Several non-invasive diagnostic prediction models have been developed for safe exclusion of pulmonary embolism and are usually followed by D-dimer testing. Physicians can use these models as a strategy to enhance the efficiency of the diagnostic process by precluding those patients with a low probability of pulmonary embolism from further diagnostic tests, without compromising on safety (that is, missing cases of pulmonary embolism). Such diagnostic strategies can reduce the number of unnecessary computed tomography scans by 35%, with only 1–2% of missed cases in the group of patients with a low probability of pulmonary embolism.
In many countries, general practitioners are the first physicians to encounter patients with symptoms suggestive of pulmonary embolism. Risk stratification is valuable in deciding which patients to refer. All diagnostic models for safe exclusion of pulmonary embolism have been developed and validated in hospital or acute care settings. However, diagnostic prediction models developed in a particular setting often perform less well when applied in another setting. Therefore, models derived in hospital or acute care settings cannot simply be implemented in primary care. Reasons for this poorer performance include differences in the case mix and the prevalence of pulmonary embolism due to the unselected population, as well as differences in physicians' experience of patients with suspected pulmonary embolism. Hence, when transferring diagnostic models or strategies across healthcare settings, evaluation of their performance in this other setting is necessary first. This form of external validation is referred to as domain or setting validation, or as quantification of the transportability of prediction models.
The recent AMUSE-2 study (Amsterdam, Maastricht, Utrecht Study on thrombo-Embolism) has been the first to prospectively quantify the transportability of the, perhaps best known, secondary care derived diagnostic prediction model for pulmonary embolism (that is, the Wells pulmonary embolism rule, combined with point of care D-dimer testing) in a primary care setting. Various other diagnostic pulmonary embolism prediction models that may also be valuable for primary care have been developed but have not been validated in a primary care population.
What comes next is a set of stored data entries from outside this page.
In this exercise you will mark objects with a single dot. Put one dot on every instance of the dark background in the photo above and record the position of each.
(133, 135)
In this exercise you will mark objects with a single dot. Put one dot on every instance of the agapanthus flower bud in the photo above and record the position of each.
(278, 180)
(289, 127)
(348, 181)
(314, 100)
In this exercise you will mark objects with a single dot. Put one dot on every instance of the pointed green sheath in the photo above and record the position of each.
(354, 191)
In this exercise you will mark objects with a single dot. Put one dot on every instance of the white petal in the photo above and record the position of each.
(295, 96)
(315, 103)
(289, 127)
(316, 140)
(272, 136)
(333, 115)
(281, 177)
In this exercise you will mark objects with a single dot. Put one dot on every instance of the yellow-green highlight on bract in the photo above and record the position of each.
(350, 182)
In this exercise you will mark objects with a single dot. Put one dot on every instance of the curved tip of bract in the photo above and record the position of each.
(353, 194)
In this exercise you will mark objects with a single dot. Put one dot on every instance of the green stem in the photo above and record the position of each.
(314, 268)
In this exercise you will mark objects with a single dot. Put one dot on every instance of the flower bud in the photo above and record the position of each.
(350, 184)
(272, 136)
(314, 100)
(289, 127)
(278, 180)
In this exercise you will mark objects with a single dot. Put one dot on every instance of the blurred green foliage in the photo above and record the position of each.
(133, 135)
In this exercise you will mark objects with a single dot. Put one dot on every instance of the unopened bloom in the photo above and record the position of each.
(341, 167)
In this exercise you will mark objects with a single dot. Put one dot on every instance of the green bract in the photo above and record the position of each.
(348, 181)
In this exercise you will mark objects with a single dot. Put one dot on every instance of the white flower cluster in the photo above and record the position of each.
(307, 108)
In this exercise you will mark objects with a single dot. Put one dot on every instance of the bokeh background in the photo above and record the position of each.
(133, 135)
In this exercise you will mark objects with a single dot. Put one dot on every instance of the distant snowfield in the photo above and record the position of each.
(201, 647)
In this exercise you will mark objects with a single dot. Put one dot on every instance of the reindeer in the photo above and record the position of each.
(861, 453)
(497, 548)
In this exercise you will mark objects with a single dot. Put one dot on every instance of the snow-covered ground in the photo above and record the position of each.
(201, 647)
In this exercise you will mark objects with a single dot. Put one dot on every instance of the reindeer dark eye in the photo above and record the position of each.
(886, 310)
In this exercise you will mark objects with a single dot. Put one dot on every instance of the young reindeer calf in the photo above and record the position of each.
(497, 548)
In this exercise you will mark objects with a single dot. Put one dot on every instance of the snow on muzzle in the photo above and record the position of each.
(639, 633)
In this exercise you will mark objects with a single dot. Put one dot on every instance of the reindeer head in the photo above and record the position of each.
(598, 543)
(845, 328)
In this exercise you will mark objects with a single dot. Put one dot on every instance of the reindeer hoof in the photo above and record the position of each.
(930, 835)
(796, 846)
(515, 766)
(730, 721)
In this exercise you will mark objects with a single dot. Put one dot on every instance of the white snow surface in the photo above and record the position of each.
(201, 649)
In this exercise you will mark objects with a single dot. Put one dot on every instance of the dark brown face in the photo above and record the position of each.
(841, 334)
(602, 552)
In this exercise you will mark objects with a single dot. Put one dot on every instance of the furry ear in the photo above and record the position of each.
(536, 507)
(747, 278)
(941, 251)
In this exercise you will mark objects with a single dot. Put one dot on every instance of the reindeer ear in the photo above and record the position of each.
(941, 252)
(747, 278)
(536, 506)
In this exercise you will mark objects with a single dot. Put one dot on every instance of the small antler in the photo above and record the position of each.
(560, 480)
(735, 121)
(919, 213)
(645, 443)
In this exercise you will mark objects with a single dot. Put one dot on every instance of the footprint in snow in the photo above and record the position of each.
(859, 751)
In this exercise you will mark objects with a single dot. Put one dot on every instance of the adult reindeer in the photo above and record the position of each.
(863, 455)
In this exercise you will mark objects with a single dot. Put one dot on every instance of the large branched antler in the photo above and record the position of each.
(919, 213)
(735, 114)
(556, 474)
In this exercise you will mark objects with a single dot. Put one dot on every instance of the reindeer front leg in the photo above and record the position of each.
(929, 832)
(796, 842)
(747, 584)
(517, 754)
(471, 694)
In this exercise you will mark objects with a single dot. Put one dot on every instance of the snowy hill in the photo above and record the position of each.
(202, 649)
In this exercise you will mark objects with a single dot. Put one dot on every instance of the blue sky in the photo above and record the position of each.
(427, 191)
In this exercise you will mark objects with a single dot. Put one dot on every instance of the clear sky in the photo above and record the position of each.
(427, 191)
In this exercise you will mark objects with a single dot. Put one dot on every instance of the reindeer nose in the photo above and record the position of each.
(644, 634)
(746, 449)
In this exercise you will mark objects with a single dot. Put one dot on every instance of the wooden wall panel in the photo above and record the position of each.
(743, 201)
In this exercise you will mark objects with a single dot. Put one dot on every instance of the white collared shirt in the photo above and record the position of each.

The aim of this study was therefore to assess the clinical performance in a primary care setting of all existing diagnostic models developed for patients with suspected pulmonary embolism. We firstly did a systematic review and critical appraisal of all available diagnostic models for pulmonary embolism, as recommended by guidelines on prediction models research. Next, the diagnostic models easily applicable in primary care were validated in the AMUSE-2 dataset—that is, a large independent prospectively constructed cohort of patients presenting to their general practitioner with complaints suggestive of pulmonary embolism.